A WRITER'S WIT |
My Book World
This alternately erudite and yet expressive book is enjoyable on a number of levels. If readers are acquainted with both Doty’s prose and poetry, they know that not a word is out of place or mischosen in any way. Doty’s book is divided into five parts each exploring a facet by which readers might find a way into Walt Whitman’s era, his life, and his poetry. It might be used as a textbook for teaching Whitman, at least as an ancillary source. I am now inspired to go to my shelves and reach for that volume of Whitman, whose work I have only touched the surface of. Intertwined with Doty’s exegeses of Whitman’s work are bits and pieces of Doty’s own life and how, as his title suggests, Whitman’s life and work have influenced him.

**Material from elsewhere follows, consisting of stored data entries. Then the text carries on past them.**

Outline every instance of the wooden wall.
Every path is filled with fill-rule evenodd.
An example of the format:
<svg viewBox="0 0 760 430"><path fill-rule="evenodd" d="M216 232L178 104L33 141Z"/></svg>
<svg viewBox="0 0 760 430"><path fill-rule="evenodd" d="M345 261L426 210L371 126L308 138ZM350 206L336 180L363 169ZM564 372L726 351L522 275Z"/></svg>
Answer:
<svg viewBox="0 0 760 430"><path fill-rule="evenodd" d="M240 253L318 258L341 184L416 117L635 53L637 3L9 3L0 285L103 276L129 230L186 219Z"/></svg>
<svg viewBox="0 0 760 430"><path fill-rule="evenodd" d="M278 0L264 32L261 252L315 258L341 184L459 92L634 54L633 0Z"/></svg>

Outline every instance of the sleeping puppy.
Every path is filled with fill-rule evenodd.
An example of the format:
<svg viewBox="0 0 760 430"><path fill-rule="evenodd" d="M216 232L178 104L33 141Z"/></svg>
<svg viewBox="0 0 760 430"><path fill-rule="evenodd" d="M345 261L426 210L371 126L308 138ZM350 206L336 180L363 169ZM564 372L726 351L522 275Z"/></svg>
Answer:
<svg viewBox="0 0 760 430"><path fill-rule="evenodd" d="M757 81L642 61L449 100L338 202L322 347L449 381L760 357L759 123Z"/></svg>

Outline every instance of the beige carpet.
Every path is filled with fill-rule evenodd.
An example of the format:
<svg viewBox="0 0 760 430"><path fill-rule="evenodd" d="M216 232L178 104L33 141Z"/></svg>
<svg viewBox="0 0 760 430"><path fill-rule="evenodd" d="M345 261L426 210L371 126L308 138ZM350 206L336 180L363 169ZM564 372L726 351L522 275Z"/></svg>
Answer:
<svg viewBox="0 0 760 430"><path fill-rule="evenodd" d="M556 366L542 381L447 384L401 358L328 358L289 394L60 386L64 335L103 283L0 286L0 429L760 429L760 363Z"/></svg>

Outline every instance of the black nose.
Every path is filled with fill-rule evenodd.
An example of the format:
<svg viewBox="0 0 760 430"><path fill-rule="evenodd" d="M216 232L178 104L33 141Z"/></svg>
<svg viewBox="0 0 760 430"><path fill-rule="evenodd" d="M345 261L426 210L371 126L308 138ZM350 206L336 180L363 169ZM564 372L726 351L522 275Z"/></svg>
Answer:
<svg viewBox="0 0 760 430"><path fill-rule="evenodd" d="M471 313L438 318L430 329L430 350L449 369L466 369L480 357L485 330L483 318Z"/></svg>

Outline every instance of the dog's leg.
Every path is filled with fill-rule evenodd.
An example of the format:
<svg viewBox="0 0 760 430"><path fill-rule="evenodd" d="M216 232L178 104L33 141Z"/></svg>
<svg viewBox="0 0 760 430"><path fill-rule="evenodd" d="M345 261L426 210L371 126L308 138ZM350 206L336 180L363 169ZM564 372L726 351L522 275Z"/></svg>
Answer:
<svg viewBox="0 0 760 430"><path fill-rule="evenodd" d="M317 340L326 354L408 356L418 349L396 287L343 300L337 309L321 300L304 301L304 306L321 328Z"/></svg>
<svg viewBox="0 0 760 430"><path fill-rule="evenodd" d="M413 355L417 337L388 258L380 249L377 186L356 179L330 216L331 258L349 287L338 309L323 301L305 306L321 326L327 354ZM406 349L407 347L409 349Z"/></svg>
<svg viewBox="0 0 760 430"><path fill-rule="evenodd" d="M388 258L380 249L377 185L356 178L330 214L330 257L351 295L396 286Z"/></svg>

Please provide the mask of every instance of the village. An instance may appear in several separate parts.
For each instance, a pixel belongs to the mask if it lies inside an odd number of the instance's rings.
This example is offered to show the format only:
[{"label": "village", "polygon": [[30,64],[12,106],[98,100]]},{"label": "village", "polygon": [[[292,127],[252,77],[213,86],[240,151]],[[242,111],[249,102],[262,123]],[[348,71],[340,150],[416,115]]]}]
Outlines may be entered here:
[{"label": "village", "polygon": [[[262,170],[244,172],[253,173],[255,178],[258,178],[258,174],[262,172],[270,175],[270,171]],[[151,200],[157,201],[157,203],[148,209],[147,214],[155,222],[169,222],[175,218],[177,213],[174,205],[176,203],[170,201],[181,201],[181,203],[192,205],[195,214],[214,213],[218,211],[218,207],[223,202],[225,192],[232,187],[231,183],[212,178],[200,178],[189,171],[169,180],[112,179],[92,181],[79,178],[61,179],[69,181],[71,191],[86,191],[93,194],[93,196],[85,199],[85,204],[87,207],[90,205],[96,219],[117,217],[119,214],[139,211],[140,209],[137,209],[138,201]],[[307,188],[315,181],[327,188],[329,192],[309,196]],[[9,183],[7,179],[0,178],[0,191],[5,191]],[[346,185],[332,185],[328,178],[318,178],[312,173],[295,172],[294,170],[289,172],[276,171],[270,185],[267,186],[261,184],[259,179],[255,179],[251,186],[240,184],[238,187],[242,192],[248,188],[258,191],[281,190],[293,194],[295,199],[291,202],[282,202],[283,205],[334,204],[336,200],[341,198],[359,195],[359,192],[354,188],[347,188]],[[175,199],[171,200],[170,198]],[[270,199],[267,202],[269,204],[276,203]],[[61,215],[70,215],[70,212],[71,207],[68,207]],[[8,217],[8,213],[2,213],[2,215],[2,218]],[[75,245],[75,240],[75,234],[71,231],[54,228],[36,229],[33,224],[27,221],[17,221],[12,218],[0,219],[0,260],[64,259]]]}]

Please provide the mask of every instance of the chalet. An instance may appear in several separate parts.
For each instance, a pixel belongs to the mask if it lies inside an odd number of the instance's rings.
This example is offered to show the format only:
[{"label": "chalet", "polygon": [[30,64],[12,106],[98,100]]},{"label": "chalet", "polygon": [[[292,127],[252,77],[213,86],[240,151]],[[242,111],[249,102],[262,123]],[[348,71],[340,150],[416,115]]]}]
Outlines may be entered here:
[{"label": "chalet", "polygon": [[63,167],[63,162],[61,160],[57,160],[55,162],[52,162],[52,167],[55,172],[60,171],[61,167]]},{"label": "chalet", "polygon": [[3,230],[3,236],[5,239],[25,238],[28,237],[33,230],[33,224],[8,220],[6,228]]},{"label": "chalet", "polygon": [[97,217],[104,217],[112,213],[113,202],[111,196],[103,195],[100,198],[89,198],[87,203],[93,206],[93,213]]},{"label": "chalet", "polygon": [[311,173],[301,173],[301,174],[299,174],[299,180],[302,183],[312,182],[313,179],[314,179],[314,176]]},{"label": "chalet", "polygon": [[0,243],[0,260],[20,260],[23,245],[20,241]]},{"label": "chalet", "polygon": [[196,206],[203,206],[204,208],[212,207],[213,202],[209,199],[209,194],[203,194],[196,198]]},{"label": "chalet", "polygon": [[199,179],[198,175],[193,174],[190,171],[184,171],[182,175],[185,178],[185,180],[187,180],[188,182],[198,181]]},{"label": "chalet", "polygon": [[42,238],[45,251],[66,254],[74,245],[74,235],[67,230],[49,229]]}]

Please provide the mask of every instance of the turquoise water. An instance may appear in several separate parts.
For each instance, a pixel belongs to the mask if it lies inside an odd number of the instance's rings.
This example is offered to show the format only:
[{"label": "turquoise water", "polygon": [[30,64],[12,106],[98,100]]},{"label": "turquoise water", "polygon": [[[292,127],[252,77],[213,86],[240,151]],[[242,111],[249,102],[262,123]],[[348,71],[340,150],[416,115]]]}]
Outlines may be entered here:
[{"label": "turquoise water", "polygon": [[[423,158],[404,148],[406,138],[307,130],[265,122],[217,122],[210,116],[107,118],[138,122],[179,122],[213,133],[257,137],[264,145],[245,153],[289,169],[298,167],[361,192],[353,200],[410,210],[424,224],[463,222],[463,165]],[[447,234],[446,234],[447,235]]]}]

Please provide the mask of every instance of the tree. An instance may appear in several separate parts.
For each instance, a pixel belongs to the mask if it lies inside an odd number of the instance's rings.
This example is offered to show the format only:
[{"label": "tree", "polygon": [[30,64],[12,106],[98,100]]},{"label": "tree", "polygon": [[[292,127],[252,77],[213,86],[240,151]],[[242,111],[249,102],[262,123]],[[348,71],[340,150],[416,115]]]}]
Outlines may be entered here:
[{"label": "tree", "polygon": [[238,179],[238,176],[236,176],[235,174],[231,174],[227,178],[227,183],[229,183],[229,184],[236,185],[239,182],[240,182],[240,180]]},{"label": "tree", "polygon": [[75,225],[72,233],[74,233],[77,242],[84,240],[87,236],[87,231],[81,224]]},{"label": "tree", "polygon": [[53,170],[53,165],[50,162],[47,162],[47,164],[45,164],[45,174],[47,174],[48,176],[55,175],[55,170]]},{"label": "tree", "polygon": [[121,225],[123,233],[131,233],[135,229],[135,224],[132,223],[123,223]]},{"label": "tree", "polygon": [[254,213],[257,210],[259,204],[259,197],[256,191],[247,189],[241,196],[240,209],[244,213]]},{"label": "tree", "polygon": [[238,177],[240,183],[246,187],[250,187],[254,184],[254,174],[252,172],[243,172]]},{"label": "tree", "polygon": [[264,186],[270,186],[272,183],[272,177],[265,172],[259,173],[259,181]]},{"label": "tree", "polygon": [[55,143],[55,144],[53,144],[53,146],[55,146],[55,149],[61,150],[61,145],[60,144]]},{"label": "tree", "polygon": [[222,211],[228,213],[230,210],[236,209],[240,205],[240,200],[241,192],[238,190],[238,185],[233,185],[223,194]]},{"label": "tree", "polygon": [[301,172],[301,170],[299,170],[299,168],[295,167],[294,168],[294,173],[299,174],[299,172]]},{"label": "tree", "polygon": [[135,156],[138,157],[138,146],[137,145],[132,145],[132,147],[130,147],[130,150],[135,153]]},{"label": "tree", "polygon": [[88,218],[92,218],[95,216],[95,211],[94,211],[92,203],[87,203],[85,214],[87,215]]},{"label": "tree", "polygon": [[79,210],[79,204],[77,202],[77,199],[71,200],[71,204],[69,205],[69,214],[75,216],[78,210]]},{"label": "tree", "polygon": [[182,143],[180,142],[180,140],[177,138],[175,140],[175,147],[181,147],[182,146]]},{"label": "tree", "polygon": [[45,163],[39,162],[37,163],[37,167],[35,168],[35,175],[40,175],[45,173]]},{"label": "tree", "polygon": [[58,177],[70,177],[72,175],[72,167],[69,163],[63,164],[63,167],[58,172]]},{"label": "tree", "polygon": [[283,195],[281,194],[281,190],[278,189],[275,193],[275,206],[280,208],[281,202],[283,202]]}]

I have only one complaint, and that is with W. W. Norton. I’m not a copyeditor, and I don’t look for typographical errors when I read, but at least ten jumped out at me, from subject-verb agreement to putting a space between text and an em dash to repeating two words in a row that should not be repeated. One sentence had the verb agreeing with the object of the preposition instead of the actual subject. Pages 45, 106, 115, 134, 150, 154, 174, 231, 254, 269—in case others should like to find them for themselves. These errors are not the responsibility of the author. Shame on Norton—the last independent press in America. To say the least, the company has done better.